In October 1995, two months prior to his 30th birthday, his next novel, "The Notebook," sold for a cool $1 million, with movie rights to boot. Two months later, he found out that his first son, Ryan, was autistic. Eight months after that, his father was killed in an automobile accident at 54. In June 2000, his sister Dana passed away from a brain tumor at age 33.
Like his characters, Sparks has endured life's storms by embracing his faith, his wife, their five children and his older brother Micah. He is active in charitable causes and is a major financial contributor to the creative writing master's program at Notre Dame.
Bankrate caught up with the fast-moving author to run down the details of his financial acumen.
Bankrate: You earned your undergraduate degree at Notre Dame in business finance. Did you have a business career in mind?
Nicholas Sparks: Yeah, I guess that would be a fair assumption. Who knows what I thought I'd be doing?

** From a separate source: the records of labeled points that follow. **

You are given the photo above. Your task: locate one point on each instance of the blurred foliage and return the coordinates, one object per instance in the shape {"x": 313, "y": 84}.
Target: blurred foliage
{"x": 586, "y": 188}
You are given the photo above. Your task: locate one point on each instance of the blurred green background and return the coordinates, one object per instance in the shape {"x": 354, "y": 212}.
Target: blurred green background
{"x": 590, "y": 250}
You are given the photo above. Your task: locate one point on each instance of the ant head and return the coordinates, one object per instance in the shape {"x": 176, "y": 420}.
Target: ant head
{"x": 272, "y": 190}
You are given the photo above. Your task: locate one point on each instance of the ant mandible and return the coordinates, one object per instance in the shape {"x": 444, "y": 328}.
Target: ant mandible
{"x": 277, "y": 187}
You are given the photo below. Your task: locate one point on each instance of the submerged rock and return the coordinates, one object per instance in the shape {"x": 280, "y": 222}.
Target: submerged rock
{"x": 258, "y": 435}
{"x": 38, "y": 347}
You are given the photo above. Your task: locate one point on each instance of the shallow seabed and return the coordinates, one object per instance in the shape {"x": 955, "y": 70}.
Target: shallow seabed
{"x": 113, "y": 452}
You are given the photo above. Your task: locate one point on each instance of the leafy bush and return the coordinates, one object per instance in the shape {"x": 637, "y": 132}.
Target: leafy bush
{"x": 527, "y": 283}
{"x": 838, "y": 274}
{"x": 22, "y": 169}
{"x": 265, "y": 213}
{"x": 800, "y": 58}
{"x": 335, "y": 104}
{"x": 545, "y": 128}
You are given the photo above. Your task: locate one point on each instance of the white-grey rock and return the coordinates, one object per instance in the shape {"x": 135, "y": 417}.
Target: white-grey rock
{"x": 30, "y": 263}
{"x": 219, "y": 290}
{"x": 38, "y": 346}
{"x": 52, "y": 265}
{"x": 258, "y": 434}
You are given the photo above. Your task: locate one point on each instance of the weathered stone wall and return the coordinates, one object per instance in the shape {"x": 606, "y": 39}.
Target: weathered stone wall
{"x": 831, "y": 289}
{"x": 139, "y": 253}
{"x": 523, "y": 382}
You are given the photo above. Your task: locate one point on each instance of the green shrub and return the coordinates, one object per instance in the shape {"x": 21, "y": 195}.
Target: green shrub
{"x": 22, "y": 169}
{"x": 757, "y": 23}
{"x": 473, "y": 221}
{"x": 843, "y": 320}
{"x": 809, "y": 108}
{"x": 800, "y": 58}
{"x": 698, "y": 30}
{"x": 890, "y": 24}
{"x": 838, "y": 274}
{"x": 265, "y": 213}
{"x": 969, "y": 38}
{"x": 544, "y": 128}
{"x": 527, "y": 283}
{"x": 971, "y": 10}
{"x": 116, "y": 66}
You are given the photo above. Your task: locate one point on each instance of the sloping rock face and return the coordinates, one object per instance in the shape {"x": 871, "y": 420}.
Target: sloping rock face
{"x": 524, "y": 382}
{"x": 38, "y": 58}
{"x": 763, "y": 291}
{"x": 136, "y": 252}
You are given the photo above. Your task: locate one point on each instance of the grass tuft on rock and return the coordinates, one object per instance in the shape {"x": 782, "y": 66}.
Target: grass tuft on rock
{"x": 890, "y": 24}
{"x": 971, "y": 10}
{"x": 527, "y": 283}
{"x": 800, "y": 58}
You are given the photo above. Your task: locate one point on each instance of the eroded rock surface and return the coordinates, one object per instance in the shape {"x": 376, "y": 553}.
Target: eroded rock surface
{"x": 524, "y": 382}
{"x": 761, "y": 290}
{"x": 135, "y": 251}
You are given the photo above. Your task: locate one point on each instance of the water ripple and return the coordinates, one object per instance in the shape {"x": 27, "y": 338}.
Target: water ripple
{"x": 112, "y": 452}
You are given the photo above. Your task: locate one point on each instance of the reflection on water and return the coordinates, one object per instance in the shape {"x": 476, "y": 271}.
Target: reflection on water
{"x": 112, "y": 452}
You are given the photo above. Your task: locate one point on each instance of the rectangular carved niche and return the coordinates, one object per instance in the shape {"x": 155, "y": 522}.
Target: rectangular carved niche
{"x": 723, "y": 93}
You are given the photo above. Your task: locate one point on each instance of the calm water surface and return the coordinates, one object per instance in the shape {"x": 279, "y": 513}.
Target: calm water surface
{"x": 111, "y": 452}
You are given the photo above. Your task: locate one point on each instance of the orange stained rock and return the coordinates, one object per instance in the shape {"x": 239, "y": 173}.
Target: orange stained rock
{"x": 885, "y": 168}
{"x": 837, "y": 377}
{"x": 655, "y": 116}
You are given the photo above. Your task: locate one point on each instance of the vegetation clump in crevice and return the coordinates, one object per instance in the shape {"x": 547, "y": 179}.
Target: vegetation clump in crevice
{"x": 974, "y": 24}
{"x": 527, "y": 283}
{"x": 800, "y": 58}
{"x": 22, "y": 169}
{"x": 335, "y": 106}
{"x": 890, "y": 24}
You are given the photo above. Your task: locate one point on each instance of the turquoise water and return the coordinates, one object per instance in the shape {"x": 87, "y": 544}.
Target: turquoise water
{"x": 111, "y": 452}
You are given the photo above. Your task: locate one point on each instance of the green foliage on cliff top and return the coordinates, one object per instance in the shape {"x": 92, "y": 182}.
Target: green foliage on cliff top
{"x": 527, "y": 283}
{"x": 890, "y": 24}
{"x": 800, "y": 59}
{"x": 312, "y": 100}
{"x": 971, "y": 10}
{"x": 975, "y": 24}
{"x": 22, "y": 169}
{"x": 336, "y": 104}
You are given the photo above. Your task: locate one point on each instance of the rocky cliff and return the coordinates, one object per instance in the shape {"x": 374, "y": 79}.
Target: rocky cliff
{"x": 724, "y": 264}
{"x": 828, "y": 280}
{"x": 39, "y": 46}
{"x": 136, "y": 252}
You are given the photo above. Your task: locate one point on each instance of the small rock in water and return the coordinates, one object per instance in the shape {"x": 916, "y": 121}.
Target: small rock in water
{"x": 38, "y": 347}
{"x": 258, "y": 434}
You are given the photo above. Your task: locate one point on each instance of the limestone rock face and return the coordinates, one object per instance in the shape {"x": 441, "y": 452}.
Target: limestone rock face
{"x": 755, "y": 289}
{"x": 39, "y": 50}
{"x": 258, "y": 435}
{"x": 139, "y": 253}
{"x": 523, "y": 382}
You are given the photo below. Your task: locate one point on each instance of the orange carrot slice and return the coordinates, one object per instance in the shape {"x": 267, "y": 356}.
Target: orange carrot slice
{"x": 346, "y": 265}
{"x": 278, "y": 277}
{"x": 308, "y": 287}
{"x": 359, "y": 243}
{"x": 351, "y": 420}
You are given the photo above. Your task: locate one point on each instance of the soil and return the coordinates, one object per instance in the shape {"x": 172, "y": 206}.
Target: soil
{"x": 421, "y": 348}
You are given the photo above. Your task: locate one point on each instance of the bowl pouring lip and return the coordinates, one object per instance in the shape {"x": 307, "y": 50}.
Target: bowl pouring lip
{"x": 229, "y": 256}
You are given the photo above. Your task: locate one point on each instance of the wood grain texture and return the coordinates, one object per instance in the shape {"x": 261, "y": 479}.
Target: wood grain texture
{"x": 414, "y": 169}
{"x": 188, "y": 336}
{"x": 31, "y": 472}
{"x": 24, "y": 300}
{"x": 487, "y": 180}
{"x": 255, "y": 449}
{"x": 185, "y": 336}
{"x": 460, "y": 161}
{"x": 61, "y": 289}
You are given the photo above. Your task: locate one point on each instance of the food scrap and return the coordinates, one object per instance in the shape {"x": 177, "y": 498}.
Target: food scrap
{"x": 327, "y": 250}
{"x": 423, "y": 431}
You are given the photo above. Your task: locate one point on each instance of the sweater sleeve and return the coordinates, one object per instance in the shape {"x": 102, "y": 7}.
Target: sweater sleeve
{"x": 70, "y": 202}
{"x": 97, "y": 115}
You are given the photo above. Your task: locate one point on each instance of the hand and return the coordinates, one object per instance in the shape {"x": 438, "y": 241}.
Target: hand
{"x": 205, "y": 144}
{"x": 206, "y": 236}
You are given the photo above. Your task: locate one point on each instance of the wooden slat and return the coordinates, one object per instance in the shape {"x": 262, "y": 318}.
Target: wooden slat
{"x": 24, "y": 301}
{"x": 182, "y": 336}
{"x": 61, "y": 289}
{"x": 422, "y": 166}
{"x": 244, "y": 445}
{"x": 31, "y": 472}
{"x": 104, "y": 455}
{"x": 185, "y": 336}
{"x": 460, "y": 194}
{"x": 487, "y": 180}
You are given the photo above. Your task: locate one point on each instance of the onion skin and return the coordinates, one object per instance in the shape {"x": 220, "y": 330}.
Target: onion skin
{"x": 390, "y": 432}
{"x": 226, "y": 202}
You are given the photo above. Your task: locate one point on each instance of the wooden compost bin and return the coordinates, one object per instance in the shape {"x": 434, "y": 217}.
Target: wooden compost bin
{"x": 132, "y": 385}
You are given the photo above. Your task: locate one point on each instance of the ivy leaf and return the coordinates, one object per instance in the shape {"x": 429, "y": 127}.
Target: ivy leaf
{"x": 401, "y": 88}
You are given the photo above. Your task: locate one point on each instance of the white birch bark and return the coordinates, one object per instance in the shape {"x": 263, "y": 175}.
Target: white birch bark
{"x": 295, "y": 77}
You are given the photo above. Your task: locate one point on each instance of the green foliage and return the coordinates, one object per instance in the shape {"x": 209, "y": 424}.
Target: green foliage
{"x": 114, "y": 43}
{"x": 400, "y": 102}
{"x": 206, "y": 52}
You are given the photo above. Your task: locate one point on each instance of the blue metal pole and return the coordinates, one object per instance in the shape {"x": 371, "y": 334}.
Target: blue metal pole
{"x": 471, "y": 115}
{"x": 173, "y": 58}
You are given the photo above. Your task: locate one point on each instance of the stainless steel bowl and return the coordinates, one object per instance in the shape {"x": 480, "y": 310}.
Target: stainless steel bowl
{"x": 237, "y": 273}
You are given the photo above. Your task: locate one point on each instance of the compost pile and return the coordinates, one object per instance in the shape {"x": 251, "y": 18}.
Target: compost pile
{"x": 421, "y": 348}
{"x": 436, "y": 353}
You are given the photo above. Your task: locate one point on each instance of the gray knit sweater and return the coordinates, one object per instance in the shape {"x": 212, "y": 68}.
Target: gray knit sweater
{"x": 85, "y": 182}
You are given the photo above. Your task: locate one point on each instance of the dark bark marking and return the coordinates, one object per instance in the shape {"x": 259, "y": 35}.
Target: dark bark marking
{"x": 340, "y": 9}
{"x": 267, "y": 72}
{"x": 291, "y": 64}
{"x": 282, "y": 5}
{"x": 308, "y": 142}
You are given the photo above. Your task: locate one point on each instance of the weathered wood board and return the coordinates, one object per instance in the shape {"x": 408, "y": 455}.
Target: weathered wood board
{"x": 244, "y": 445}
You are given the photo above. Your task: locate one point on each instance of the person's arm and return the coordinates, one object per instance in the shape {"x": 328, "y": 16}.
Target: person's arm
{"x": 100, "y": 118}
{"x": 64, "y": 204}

By the time I was in college, I thought I might work in investment banking or something along those lines, but upon graduation, I realized I didn't really want to get a master's, which even back then was almost a requirement to work for your Goldman Sachs, places like that. I just didn't want to put my life on hold because, to get into a good business school, they generally like some work experience unless you're a phenomenal student. I was a very good student, but I wasn't phenomenal, and I didn't want to work for two years then go back to school for two years. So that just went by the wayside.